17年G1開幕戦の「第34回フェブラリーS」(19日、東京)の出走馬が16日に確定。レッツゴードンキが京都牝馬S(18日)に回ったことによりエイシンバッケンが16番目の枠に滑り込んだ。根岸S3着の末脚自慢は状態万全。2年ぶりのG1制覇を狙う岩田康誠(42)とのコンビで一発ムードが漂っている。また、昨年の最優秀ダートホース、サウンドトゥルーの鞍上は柴田善臣(50)に決まった。
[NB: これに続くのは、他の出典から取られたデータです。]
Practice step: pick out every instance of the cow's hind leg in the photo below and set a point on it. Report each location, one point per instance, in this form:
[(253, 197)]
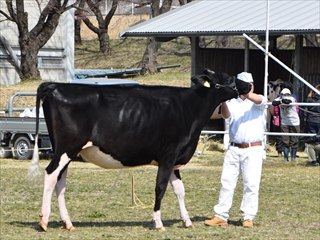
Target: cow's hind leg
[(160, 189), (178, 189), (60, 190), (50, 180)]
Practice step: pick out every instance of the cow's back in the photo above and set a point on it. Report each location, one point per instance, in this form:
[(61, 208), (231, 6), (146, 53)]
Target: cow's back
[(132, 123)]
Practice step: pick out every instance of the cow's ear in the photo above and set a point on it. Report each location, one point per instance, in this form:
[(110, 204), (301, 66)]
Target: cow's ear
[(203, 80)]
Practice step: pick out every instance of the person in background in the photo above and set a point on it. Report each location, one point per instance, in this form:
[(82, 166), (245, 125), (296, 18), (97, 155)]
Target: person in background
[(290, 123), (247, 124), (277, 119)]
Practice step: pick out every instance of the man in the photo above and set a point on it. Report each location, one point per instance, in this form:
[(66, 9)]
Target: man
[(247, 119)]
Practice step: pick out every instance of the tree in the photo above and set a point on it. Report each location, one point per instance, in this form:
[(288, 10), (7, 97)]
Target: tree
[(149, 59), (32, 41), (102, 29)]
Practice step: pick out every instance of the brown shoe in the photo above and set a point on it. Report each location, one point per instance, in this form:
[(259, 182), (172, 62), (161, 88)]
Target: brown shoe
[(247, 223), (215, 221)]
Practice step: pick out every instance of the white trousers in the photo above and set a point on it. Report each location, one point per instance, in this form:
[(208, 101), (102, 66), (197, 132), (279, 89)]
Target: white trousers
[(248, 162)]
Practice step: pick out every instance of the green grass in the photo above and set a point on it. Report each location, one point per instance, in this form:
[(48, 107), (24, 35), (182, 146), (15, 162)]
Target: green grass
[(289, 202)]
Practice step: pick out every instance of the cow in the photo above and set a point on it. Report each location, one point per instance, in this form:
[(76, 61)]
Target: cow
[(124, 126)]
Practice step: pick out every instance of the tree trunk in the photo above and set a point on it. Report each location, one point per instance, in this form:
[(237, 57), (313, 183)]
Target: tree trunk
[(29, 61), (104, 41), (149, 60)]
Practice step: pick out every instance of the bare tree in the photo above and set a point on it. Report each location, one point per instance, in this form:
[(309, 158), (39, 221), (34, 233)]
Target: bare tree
[(102, 29), (32, 41)]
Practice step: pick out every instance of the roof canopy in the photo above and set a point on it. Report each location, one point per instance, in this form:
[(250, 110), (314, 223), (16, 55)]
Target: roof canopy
[(232, 17)]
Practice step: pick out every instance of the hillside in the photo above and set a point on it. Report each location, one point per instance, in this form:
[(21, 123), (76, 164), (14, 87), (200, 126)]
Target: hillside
[(125, 53)]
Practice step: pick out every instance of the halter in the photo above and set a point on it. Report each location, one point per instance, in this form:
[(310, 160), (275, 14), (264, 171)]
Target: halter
[(232, 85)]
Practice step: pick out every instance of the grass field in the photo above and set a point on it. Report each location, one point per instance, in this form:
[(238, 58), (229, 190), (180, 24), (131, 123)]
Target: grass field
[(100, 202)]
 午後2時。栗東トレセンの出馬投票室でエイシンバッケンが出走可能であることを確認した中尾師は安堵(あんど)の笑みを浮かべた。「よかった、入ってますね。滑り込んだ」。出走馬決定順で上位のレッツゴードンキがこの日まで出否を保留していたが、京都牝馬Sへ。バッケンの繰り上がりが決定し、師は「ここは使いたかったレース」と喜んだ。
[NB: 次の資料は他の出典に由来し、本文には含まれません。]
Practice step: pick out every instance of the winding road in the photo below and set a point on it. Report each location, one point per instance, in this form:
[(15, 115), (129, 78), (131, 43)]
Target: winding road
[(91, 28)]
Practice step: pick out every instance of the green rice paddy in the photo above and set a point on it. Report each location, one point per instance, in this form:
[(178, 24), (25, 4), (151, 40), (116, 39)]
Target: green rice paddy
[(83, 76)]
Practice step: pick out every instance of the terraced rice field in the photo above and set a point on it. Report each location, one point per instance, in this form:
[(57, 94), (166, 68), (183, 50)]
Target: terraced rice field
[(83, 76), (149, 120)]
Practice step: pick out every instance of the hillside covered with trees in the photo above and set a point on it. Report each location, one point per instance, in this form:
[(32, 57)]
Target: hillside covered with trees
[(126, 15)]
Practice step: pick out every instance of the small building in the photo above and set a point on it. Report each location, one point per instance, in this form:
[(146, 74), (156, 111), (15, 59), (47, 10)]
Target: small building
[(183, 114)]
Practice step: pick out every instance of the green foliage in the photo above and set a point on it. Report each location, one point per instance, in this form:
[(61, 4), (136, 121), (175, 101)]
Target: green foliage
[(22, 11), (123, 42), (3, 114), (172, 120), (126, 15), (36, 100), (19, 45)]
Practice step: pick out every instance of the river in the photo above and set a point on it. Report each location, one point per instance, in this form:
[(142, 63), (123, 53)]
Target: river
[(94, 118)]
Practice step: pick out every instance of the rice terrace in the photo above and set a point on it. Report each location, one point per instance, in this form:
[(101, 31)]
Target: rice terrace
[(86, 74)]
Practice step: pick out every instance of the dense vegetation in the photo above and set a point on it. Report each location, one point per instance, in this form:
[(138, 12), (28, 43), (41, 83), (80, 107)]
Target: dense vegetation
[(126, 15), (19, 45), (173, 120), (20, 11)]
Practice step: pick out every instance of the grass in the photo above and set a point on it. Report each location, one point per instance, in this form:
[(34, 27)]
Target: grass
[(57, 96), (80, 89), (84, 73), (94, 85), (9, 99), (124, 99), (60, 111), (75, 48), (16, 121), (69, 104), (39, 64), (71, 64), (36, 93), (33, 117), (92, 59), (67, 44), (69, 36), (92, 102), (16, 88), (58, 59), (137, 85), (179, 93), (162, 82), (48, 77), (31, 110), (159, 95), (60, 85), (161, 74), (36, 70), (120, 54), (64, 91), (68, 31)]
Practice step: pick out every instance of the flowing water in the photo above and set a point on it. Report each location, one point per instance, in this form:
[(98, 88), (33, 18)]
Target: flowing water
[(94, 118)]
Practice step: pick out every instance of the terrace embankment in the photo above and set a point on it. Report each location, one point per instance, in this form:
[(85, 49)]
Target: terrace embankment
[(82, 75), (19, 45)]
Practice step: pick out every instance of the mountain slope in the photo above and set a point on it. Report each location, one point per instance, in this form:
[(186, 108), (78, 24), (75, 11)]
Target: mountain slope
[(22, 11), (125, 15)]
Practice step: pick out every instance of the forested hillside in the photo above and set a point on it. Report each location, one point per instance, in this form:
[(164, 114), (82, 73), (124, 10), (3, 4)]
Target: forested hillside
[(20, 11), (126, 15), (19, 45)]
 運に加えて上昇度も魅力だ。昨年10月に藤森Sを勝ってオープン復帰を果たすと、その後も1、2、3着と安定した走りを続けている。重賞初挑戦の前走・根岸Sは直線で前が詰まりながら、ゴール前は猛然と伸びて3着に浮上。その末脚が重賞でも通用することを示した。デビュー時は490キロだった馬体が近3走は526キロ。師は「馬体が大きくなって、イレ込みもだいぶマシになってきた。肉体面も精神面も成長してきた」と目を細める。最終追い切りは坂路4F52秒0の自己ベスト。状態は申し分ない。
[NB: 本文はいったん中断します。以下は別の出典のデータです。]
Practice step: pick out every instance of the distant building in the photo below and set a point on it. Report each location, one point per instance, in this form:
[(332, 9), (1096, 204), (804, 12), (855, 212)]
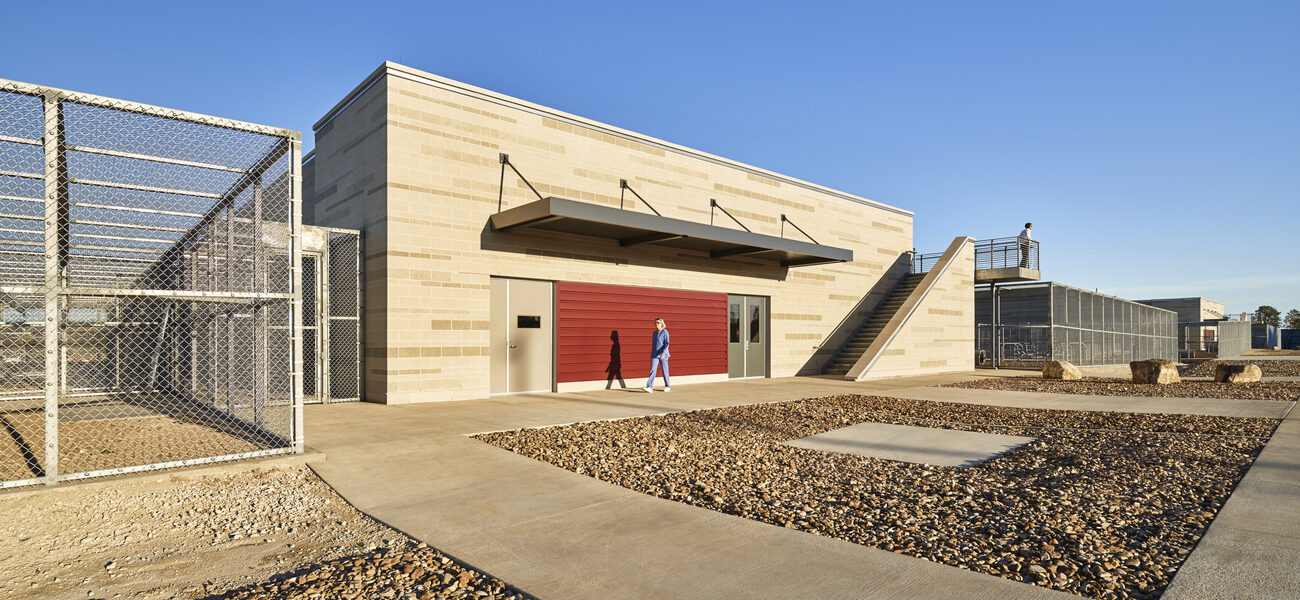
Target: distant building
[(1190, 309), (1194, 340)]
 鞍上・岩田も一発を狙っている。中央G1・24勝の“ハンター”も昨年は中央重賞未勝利。勝ち星も68勝にとどまった。だが、今年は愛知杯(マキシマムドパリ)で久々の美酒に酔い、勝利数も既に10勝に達している。次男の望来(みらい)はJRA競馬学校騎手課程35期生(1年生)として奮闘中。「時々電話がかかってきて話をする。俺も頑張らなと思うよ」。父子対決の日を心待ちにしながら、自身の完全復活を期している。

 12年に7番人気のテスタマッタで鮮やかな追い込みVを決めた名手は「根岸Sは進路の選び方を失敗して2回詰まった。それでも最後はよく伸びている」と前走で能力を再確認。「折り合いと直線のさばきがポイント。カフジテイクの前から先にうまくさばきたい」とイメージを膨らませている。目指すはG1初挑戦Vの偉業。冬のダート頂上決戦で、驚がくの「バッケンレコード」が飛び出すかもしれない。